No lo puedo evitar. Cada vez que con la cercanía de las fiestas navideñas llega el
momento de preparar nuestra felicitación navideña, me echo a temblar. No por emoción sino por el miedo a que se repita esa especie de tradición o
maldición que desde hace unos años pesa sobre Nuestra Familia: que esos tarjetones y la imagen que los acompaña sean una metedura de pata.
No quiero hacer recuento de lo que fue aquel montaje fotográfico fruto del trabajo de mi Augusta Madre con el Photoshop o el retrato de la Infanta bebé con un vestidito que se confundía con la alfombra o la fotografía de los Duques de Palma con mis sobrinos en la piscina... En fin, para qué seguir.
No echo la culpa a otros porque estaría feo y, como Heredero, he de asumir la responsabilidad del christma que use en Navidades. Pero... ¡qué mala pata! Eso es lo que se me ocurre a la vista de la galería de felicitaciones que los miembros de la Familia Real hemos enviado este año.
Ya sé que fue una moda nacida en otras Casas Reales europeas lo de elaborar un chritsma con una fotografía familiar. Pero en Nuestro caso este año hemos marcado un nuevo estilo, no sé si muy acertado: los miembros de la Familia Real hemos mandado el mensaje de estas fechas con imágenes exclusivas de los más pequeños. Ni Reyes, ni Príncipes, ni Infantas ni, por supuesto, portal de Belén o estrella de Oriente.
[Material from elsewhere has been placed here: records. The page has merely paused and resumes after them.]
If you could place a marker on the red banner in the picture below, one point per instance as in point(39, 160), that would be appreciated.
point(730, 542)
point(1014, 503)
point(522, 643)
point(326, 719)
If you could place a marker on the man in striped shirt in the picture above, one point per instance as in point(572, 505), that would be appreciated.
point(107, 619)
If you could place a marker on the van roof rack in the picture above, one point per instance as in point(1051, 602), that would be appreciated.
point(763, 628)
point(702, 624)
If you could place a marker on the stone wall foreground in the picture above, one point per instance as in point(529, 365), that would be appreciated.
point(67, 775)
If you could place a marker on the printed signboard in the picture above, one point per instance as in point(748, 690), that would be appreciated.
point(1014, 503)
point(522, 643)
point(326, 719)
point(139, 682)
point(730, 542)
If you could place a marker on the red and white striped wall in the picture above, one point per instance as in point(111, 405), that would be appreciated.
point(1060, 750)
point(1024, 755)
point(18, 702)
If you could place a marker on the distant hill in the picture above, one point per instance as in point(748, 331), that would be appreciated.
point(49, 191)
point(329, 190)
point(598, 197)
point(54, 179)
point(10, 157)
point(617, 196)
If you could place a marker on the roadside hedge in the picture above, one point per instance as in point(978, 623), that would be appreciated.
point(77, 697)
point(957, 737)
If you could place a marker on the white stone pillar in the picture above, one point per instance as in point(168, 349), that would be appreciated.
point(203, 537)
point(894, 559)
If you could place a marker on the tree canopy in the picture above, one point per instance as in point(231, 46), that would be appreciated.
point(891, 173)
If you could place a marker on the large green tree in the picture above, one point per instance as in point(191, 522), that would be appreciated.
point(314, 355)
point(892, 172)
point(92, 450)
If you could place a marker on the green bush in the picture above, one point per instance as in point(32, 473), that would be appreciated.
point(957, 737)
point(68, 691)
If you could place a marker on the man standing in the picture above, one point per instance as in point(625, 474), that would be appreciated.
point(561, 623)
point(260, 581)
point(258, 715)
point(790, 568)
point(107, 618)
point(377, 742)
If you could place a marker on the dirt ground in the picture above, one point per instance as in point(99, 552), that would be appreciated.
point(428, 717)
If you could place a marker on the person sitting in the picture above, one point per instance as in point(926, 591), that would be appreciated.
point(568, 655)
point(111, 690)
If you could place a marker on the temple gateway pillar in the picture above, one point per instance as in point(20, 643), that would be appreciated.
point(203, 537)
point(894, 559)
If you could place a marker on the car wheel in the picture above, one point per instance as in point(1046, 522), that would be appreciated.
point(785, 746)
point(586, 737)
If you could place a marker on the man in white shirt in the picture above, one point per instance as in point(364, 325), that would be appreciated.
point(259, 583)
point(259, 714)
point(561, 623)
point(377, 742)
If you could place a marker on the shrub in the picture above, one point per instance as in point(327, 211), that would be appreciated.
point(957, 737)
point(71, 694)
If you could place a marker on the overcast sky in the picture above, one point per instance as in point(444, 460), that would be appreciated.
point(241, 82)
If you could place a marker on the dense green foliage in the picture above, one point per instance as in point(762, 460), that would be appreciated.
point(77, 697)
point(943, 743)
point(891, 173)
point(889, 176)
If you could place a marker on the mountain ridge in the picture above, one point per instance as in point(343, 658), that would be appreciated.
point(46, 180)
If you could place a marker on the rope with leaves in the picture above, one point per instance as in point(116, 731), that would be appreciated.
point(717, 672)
¡Y qué fotos! ¿Qué tendrá que ver con la Navidad la instantánea de los hijos de mi Hermana Mayor en una cala mallorquina, bañador y chaleco salvavidas incluido? Y vaya alarde de idiomas. Unos felicitamos en español e inglés, otros también en francés, unos que si Merry Christmas otros que si Happy Christmas, Sus Majestades sólo en español... y encima algunos se quejan de que ninguno lo hagamos en las lenguas cooficiales de comunidades autónomas.
Dudo si ésta es una forma moderna y juvenil de felicitar las Pascuas o se ha convertido en algo a medio camino entre lo cursi y lo hortera. A la vista del resultado final intentaré convencer a la Princesa que para el próximo año optemos por la fórmula discreta y convencional usada por mis Augustos Padres: christma convencional con iconografía religiosa y mensaje lacónico en español.